Oil Price Outlook: Inflation Poses a Risk to Energy Demand

The timing of the current pullback in oil, just as US inflation hit a 30-year high might be instructive. Is high inflation starting to pose a risk to the demand outlook for oil? 

Oil markets overview

The justification for higher oil prices over the last 18 months has been two-pronged, that oil demand would outstrip supply during the post-pandemic recovery and that historic amounts of added liquidity from governments and central banks would lift the price of all commodities.

The supply side of the equation looks intact. Despite pressure from the Biden administration, OPEC+ decided to stick to a plan that would only raise production only gradually. Demand for oil remains strong as travel restrictions are eased and as factories worldwide catch up from lost production in 2020. 

But rising inflation is clouding the outlook. Inflation expectations are growing from already elevated levels following this week’s bumper US CPI report. The open questions moving forwards are: 

  1. Will inflation start to weigh on economic growth and curb demand for oil?
  2. How quickly will central banks tighten policy to curb inflation (and demand)? 

What’s happening to the oil price?

Oil prices have rebounded from below zero (WTI basis) in April of 2020 to $84 per barrel in November of 2021. 

Source: TradingView


The weekly chart of WTI  prices shows that oil prices have broken out to a new range but are in the midst of a 2-week consolidation. Former resistance is now supported near $77 per barrel. The upper end of the spectrum is the 2014 highs near $107.90 per barrel. 


Source: TradingView


Short-term momentum is positive. Prices are also overbought as the fast stochastic prints a reading of 95, well above the overbought trigger level of 80. Medium-term momentum is positive as the MACD (moving average convergence divergence) histogram prints in positive territory with a rising trajectory which points to higher prices.

The bullish case for oil


With demand rising and supplies remaining subdued, the Biden Administration asked OPEC and Russia to consider increasing production. Officials from OPEC, Russia, and Gazprom (who helps supply Europe), denied these requests and decided to maintain a plan to raise output by 400,000 barrels a day. 

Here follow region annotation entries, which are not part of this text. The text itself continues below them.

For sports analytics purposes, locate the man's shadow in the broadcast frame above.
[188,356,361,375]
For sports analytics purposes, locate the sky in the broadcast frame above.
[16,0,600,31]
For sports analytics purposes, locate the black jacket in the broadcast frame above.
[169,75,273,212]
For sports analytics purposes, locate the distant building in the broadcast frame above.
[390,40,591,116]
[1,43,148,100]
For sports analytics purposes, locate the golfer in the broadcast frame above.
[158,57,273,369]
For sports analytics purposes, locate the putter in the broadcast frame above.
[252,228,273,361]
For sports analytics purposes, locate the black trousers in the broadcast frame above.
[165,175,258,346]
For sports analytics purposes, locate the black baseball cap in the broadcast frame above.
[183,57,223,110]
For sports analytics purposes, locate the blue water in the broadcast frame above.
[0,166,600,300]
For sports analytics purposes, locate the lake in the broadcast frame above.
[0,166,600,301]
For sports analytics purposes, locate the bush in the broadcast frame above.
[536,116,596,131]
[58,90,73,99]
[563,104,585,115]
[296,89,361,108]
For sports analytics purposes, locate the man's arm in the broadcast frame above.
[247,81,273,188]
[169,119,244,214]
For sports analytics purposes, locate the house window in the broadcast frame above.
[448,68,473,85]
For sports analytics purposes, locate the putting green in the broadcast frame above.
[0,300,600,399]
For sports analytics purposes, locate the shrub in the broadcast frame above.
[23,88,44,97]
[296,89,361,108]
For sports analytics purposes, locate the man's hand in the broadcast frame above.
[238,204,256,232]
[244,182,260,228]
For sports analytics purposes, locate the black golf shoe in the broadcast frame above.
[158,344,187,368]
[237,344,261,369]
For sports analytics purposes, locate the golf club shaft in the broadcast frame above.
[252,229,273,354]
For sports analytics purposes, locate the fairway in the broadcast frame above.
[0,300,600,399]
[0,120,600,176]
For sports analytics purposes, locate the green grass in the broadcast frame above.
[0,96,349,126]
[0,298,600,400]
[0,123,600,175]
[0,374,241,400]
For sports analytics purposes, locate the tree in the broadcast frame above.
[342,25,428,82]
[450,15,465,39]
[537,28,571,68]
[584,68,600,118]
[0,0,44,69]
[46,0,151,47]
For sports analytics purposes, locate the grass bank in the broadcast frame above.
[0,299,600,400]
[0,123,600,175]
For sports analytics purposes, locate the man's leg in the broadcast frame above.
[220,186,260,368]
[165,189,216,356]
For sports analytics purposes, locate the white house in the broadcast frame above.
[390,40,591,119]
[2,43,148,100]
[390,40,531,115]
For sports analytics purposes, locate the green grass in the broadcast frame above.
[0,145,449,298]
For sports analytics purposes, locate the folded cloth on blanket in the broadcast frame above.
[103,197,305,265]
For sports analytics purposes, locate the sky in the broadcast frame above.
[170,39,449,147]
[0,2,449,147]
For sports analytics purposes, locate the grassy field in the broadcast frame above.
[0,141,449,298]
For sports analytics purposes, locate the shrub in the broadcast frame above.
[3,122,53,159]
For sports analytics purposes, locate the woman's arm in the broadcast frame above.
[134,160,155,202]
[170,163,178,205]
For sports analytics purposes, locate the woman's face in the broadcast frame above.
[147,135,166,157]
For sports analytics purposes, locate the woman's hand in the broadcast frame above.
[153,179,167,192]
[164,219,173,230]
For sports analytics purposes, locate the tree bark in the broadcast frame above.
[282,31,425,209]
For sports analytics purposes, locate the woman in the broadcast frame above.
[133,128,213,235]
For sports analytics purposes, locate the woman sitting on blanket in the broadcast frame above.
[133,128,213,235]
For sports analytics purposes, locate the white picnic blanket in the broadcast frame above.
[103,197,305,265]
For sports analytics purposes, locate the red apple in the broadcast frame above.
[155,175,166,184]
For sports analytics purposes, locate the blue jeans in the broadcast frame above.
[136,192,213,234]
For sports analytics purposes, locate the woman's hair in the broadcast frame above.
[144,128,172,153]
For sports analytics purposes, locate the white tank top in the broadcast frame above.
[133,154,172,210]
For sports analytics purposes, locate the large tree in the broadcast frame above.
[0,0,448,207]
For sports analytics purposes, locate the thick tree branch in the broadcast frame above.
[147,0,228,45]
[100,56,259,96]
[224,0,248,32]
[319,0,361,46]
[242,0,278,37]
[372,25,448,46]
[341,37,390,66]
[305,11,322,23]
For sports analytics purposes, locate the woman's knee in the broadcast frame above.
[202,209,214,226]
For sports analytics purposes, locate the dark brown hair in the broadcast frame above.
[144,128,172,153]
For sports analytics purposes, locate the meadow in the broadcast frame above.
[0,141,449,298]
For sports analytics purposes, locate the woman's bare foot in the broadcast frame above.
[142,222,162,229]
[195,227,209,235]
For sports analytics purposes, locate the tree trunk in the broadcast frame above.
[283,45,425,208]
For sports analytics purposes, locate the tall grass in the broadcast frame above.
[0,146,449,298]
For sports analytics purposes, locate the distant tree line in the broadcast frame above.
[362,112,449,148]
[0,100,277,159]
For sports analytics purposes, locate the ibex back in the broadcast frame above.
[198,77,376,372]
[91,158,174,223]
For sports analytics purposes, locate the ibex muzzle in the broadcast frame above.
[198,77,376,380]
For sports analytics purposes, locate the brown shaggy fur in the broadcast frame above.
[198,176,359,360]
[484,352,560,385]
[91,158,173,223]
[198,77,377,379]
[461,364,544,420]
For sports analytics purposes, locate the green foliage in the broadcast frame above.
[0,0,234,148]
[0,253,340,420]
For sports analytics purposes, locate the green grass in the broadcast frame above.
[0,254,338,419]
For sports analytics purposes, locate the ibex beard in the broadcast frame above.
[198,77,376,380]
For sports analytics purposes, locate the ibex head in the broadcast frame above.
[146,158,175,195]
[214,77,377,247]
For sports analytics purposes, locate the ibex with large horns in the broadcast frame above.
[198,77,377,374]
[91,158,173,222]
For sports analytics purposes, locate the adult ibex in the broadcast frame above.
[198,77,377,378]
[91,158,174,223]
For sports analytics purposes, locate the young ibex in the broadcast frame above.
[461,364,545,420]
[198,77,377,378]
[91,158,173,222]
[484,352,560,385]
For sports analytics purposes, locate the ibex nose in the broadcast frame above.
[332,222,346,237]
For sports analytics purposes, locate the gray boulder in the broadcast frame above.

Biden is trying to focus on OPEC and Russia. Meanwhile, in his own backyard, oil output is still down 1.7-million barrels a day from the peak seen in 2019. Biden said, " The jump in oil prices is a consequence of, thus far, the refusal of Russia or OPEC nations to pump more oil." Despite a plea to Saudi Arabia and Russia, the 23 oil-producing cartels remained steadfast.

Inventories decline 

According to the Energy Information Administration, U.S. crude oil inventories increased to 533 million barrels by the end of Q2 2020, from 440 million barrels at the end of January 2020. By September 2021, crude oil stockpiles declined to 413 million barrels . The U.S. Department of Energy believes that petroleum demand has returned to pre-pandemic levels. 

Oil infrastructure

Part of the reason supply has not been able to respond as quickly to the uptick in demand has been less investment in oil infrastructure and a move toward a green energy policy. While the total number of U.S. active oil rigs has rebounded since the lows of July 2020, the number of active rigs is still approximately half of the highs seen in 2019. 

Risk to the oil outlook


Inflation is on the rise, and higher petroleum costs are spilling over into consumer prices. According to the U.S. Labor Department, the October CPI was up a robust 6.2% year over year. Core inflation which excludes food and energy, was up 4.8% year over year. The hot consumer price inflation report follows a report that showed that wholesale prices rose 8.6% year over year in October.

The risk is that rapid increases in oil prices are self-defeating. Higher prices at the pump mean less spending power for consumers and higher energy costs mean the price of everything else is going up too, possibly resulting in even less spending. In ordinary circumstances consumer spending might have already tailed off but generous pandemic-era unemployment benefits are offsetting some of the rise in prices.

Central banks

Easy money policies from both central banks and helicopter money from national governments helped spur a very quick economic turnaround. The Federal Reserve might have just started tapering but is still buying billions in Treasuries each month, while the Biden administration just passed a $1 trillion infrastructure bill with possibly another $2 trillion in spending on the way.

At some point markets will need to price-in an end to these kinds of policies, perhaps in response to runaway inflation, and one way that can manifest is through a lower oil price.

Betting on higher oil

The demand/supply imbalance is increasing the number of bets that oil prices will continue to rise. According to the latest Commitment of Traders report released by the Commodity Futures Trading Commission, managed money is long 357K crude oil futures and options contracts - nearly 10-times the number of hedge funds that are short-oil-futures and options. The trend is clearly with oil bulls but the trade looks increasingly overcrowded.